Fig. 5.

Decreased nuclear STAT5B in VL-17A cells and livers from ethanol-fed rats. A: VL-17A cells were incubated in HEPES-buffered medium for 24 h in the absence or presence of 50 mM ethanol. Cells were fixed and immunolabeled for Smad2/3 or STAT5B. ∗, Selected bile canaliculi. Scale bar, 10 μm.

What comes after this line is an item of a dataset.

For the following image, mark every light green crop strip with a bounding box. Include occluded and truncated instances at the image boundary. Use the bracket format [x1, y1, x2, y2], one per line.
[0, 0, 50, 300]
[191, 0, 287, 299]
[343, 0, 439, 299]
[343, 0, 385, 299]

B: ratio of nuclear to cytoplasmic fluorescence intensities was calculated for Smad 2/3 and STAT5B. Values are means ± SE from ≥3 independent experiments. **P ≤ 0.01. C: control and ethanol-treated VL-17A cells were immunoblotted for Smad2/3 or STAT5B. D: male Wistar rats were pair-fed control or ethanol Lieber-DeCarli liquid diets for 5 wk. Liver whole homogenates from control and ethanol-fed rats were immunoblotted for STAT5B or STAT3. Blot is representative of 3 independent experiments. E: liver whole homogenates from control and ethanol-fed rats were subfractionated to prepare nuclear (nuc), cytosolic (cyt), and nonnuclear membrane (mem) samples. Fractions were immunoblotted for STAT5B. A representative blot is shown. Immunoreactivity was measured using densitometry and plotted in G. Values are means ± SE from 3 independent pairs of rats. F: to assess fraction purity, cytosolic and nuclear fractions were immunoblotted for acetylated histone H3 (Ac-H3, nuclear marker) or α-tubulin (cytosolic marker). C, control; E, ethanol-fed. H: control and ethanol-treated cells were immunoblotted for EGF receptor (EGF-R) or α-tubulin (tub) as a loading control (inset). Immunoreactivity was measured using densitometry, and EGF-R levels were normalized to tubulin levels and calculated as percentage of control. Values are means ± SE from 4 independent experiments. *P ≤ 0.046.